El Parlamento de Turquía ha adoptado en la madrugada de este domingo una ley que facilita el cierre administrativo de organizaciones civiles si las autoridades sospechan vínculos con una agrupación terrorista, informa hoy la prensa turca.

El Parlamento aprobó la ley tras un debate enormemente tenso, en el que incluso hubo agresiones físicas entre los diputados, con los votos del partido islamista Justicia y Desarrollo (AKP), que gobierna Turquía desde 2002, y su socio de coalición, el ultranacionalista MHP.

La norma, titulada “Ley para prevenir la financiación de la proliferación de armas de destrucción masiva” prevé que el Gobierno turco congele los fondos de organizaciones definidas en resoluciones de Naciones Unidos y prohíba el tránsito de material destinado a armas nucleares, pero incluye numerosos otros apartados que amplían los poderes del Ministerio del Interior.

Así se podrán congelar también por decisión administrativa los fondos de cualquier persona u organización sospechosa de colaborar con una organización tipificada como terrorista por la Justicia, aunque la decisión debe ser luego ratificada por un juzgado, señala el diario turco Evrensel.

También se podrá interrumpir cualquier campaña de donaciones “no autorizada” en internet, bloquear las páginas e imponer multas por valor de hasta 20.000 euros a sus responsables.

En conjunto “la ley no es predecible” porque deja “un enorme margen de decisión al Ministerio del Interior”, opinó en declaraciones con el digital turco Bianet la jurista turca Sule Özsoy-Boyunsuz.

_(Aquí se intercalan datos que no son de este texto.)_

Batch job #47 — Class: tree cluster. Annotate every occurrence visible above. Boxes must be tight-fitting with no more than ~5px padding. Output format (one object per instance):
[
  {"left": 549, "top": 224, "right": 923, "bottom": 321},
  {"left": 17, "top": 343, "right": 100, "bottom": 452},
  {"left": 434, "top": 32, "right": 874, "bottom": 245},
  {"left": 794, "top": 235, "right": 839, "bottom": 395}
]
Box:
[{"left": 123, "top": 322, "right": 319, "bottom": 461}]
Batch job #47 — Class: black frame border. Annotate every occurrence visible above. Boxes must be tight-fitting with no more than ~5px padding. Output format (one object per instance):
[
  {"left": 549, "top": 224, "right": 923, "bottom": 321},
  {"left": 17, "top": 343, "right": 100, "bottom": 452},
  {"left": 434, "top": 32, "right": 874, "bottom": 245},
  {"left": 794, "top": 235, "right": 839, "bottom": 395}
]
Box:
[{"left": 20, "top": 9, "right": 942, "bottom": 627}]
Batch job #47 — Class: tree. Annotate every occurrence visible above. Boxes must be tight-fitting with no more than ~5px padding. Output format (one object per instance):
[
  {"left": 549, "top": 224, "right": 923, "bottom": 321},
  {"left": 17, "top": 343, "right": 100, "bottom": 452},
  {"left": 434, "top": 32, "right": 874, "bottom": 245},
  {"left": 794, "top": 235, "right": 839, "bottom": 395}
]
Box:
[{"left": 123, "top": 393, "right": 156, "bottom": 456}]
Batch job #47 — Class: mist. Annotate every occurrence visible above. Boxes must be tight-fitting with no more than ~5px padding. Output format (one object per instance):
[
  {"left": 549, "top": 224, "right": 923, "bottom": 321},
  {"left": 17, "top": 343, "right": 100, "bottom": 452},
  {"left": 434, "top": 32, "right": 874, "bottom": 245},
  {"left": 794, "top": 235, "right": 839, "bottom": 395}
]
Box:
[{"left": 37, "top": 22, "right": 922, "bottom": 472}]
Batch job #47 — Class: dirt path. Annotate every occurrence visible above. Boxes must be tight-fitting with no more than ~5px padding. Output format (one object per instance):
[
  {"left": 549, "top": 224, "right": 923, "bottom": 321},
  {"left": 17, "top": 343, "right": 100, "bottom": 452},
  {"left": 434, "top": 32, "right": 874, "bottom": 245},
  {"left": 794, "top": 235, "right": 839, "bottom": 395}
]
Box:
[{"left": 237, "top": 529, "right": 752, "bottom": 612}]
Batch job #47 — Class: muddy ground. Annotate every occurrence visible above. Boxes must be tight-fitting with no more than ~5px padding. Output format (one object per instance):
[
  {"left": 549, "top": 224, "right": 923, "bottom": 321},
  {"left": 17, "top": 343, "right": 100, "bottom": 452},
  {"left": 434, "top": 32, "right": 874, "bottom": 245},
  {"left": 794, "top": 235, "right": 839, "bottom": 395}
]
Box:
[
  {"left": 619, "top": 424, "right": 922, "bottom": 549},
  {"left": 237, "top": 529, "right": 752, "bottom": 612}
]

“El Gobierno se puede despertar una mañana, escoger una ONG y cerrarla al día siguiente”, resumió la académica.

El jueves pasado, la organización internacional de derechos humanos Human Rights Watch (HRW) advirtió contra la proposición de ley, señalando que su objetivo es “limitar y restringir las actividades legítimas de cualquier organización no gubernamental que no le guste” al Gobierno.

“Es una herramienta peligrosa para limitar la libertad de asociación”, concluye HRW.